The Organisation of Petroleum Exporting Countries (OPEC) crude oil production plunged by the most in at least four decades in March as conflict in the Middle East throttled exports from key members, according to a Bloomberg survey.
Output from OPEC collapsed by 7.56 million barrels a day or about 25 per cent to 22 million a day, the survey showed. The war between a US-Israeli alliance and OPEC member Iran has shuttered the Strait of Hormuz, forcing Saudi Arabia, the United Arab Emirates and Iraq to slash production.
The March slump is the largest for a single month in data compiled by Bloomberg extending back to 1989, though the organisation did cut more supply over a two-month span in 2020 when global fuel demand collapsed during the Covid-19 pandemic.
Such a drop would, at least in barrel terms, also surpass that of the 1973 Arab oil embargo, the report said. Markets experienced a “gross loss” of 5 million barrels a day between October and December of that year, according to Daniel Yergin’s history “The Prize: The Epic Quest for Oil, Money & Power,” though this earlier shock took place in a much smaller global market.
The supply losses have roiled crude prices, which hit a multi-year high of almost $120 a barrel in London last month, while soaring costs for products like jet fuel, diesel and petrol threaten pain for consumers.
Brent futures traded near $110 on Tuesday as the US attacked military targets across Iran’s Kharg Island and President Donald Trump threatened massive new bombardment unless Tehran accepts US terms.
Iraq, the OPEC member most reliant on the Strait of Hormuz, suffered the biggest decline, with production declining by 2.76 million barrels a day to 1.63 million a day, according to the survey.
Iran’s military said over the weekend that “Brotherly Iraq is exempt from any restrictions” on transit via the vital sea corridor. Nonetheless, tanker-tracking shows there’s no indication yet of a rush to test that dispensation. Ship traffic through Hormuz is slowly recovering, but it remains at a trickle compared with prewar numbers.
Saudi Arabia and the UAE experienced the next-largest losses, though these were mitigated by their ability to partially divert exports on alternative oil pipelines that bypass the strait.
Saudi production dropped by 2.07 million barrels a day to 8.36 million a day, while the UAE’s fell by 1.44 million a day to 2.16 million, according to the survey. Even with the Kingdom’s ability to export via the Red Sea, tanker-tracking shows Saudi exports tumbled by roughly 50 per cent in March.

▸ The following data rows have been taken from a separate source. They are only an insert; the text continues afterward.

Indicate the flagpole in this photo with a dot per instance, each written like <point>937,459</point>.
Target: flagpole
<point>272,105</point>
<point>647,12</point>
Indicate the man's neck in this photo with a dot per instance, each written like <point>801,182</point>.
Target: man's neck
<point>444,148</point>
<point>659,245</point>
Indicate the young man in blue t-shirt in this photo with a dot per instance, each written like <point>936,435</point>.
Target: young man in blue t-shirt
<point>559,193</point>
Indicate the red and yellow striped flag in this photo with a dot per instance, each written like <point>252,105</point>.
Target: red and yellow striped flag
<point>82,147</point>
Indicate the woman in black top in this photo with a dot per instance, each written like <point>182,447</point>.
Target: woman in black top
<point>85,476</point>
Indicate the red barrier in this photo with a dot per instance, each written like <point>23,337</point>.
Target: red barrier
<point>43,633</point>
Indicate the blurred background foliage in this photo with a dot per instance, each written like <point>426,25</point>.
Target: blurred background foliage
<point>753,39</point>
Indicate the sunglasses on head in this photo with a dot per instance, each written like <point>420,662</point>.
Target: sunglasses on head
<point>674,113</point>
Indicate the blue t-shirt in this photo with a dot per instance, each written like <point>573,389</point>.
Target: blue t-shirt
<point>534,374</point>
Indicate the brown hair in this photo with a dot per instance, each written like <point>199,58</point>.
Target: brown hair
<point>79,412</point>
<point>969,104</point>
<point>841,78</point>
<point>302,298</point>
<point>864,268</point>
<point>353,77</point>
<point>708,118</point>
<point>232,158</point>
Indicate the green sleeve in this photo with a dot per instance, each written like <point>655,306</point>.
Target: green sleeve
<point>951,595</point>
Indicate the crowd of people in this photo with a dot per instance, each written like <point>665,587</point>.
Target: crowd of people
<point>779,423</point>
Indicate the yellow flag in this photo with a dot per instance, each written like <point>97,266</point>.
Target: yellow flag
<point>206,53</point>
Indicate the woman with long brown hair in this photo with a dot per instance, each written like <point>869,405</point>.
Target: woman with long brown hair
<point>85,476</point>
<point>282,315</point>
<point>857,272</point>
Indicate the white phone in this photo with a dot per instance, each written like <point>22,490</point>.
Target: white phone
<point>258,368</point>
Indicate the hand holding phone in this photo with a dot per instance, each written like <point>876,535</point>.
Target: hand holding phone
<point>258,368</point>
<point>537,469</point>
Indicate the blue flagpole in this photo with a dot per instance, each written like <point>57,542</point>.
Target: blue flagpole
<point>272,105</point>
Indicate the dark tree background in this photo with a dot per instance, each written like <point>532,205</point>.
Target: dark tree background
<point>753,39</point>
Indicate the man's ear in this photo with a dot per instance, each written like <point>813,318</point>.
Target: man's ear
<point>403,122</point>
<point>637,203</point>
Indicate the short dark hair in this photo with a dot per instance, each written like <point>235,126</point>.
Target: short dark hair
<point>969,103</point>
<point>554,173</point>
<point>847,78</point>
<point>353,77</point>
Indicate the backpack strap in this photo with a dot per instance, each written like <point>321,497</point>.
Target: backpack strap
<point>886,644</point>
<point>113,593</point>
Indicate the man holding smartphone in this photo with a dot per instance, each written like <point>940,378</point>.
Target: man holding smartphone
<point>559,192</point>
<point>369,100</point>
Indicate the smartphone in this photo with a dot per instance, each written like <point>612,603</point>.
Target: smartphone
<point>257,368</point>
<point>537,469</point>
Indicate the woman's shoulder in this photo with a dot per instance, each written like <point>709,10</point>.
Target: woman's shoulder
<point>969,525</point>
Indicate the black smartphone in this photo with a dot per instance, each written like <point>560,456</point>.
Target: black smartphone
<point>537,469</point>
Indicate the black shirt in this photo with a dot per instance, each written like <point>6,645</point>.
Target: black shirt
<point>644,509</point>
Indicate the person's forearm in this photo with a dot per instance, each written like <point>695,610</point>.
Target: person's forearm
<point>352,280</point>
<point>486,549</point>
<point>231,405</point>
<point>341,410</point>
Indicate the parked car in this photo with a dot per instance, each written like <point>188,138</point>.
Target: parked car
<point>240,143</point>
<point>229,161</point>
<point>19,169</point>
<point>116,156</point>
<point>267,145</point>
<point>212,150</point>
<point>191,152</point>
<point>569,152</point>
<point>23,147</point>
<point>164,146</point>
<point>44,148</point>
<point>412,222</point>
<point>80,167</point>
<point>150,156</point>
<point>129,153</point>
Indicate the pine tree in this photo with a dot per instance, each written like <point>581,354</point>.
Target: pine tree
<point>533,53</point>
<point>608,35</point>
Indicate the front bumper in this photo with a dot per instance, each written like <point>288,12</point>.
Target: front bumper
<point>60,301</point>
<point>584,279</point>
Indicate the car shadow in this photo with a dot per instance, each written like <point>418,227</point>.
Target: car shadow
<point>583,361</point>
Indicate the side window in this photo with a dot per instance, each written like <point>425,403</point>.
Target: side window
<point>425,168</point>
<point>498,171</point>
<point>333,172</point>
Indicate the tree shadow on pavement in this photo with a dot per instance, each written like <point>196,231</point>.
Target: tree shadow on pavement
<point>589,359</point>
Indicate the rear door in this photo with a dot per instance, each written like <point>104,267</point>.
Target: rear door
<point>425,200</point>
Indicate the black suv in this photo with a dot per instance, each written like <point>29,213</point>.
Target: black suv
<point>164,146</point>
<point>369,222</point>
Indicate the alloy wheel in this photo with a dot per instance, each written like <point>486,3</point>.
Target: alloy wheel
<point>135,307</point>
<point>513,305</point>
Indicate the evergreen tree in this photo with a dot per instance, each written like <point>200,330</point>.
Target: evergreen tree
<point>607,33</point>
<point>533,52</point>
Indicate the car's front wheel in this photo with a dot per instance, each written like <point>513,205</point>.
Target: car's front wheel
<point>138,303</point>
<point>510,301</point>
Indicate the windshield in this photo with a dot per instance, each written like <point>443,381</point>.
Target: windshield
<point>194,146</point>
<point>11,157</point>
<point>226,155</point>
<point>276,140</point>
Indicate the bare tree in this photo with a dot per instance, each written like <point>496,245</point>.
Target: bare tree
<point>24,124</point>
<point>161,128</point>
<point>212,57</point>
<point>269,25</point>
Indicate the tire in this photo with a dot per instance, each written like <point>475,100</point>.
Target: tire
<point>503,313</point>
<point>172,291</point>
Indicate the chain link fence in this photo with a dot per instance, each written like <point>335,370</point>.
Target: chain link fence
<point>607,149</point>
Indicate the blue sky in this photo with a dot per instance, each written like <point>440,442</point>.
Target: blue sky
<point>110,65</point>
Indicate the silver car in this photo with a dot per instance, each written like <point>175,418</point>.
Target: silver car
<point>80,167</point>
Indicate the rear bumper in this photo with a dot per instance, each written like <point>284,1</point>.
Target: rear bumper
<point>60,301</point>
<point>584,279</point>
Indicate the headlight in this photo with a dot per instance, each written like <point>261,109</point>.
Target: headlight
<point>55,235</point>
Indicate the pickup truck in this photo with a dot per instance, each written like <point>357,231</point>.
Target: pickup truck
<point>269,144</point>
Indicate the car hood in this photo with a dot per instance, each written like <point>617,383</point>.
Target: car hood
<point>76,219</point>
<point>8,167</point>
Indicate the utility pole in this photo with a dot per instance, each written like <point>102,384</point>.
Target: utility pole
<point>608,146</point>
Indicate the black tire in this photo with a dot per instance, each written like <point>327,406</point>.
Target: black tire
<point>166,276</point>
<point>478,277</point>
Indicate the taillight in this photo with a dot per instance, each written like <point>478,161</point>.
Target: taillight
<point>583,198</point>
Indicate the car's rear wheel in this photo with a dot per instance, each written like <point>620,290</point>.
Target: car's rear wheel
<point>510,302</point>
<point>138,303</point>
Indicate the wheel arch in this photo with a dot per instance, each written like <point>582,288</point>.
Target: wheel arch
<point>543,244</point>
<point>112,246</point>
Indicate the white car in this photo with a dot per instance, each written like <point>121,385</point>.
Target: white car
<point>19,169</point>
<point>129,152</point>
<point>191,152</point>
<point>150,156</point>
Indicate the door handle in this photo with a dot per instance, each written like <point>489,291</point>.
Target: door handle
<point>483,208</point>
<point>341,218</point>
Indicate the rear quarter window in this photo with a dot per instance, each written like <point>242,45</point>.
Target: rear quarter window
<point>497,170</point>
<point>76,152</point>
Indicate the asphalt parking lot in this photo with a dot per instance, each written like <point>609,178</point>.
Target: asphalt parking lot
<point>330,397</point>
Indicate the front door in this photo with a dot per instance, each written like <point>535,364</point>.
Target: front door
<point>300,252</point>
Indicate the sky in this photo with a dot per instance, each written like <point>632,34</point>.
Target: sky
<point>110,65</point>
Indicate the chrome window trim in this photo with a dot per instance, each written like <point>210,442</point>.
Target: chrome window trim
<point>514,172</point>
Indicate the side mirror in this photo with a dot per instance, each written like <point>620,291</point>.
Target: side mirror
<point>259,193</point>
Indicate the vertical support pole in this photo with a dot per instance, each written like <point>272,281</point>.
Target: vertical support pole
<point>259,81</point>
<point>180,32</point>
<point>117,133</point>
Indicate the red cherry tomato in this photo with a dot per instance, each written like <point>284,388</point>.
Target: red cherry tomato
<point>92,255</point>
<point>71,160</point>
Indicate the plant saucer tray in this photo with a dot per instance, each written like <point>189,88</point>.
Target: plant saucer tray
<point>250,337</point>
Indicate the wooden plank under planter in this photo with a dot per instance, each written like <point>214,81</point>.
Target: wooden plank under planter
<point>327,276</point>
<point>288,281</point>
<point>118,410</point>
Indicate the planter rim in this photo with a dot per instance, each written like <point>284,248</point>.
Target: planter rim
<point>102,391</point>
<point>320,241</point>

Russia, a leading member of a wider alliance known as OPEC+, has also experienced disruption following a wave of Ukrainian drone attacks on oil export terminals on the Baltic Sea. The key Baltic port of Ust-Luga resumed crude loadings this week, having stopped at the end of March.
Before the war, eight key OPEC+ nations had been in the process of restoring oil production halted several years earlier. On April 5, they agreed to a symbolic supply increase for May in order to continue the process, but warned that it will take a long time to restart oil facilities damaged during the fighting.
Bloomberg’s production survey is based on ship-tracking data, information from officials and estimates from consultants Rapidan Energy Group, FGE NexantECA, Kpler and Rystad Energy, the report added.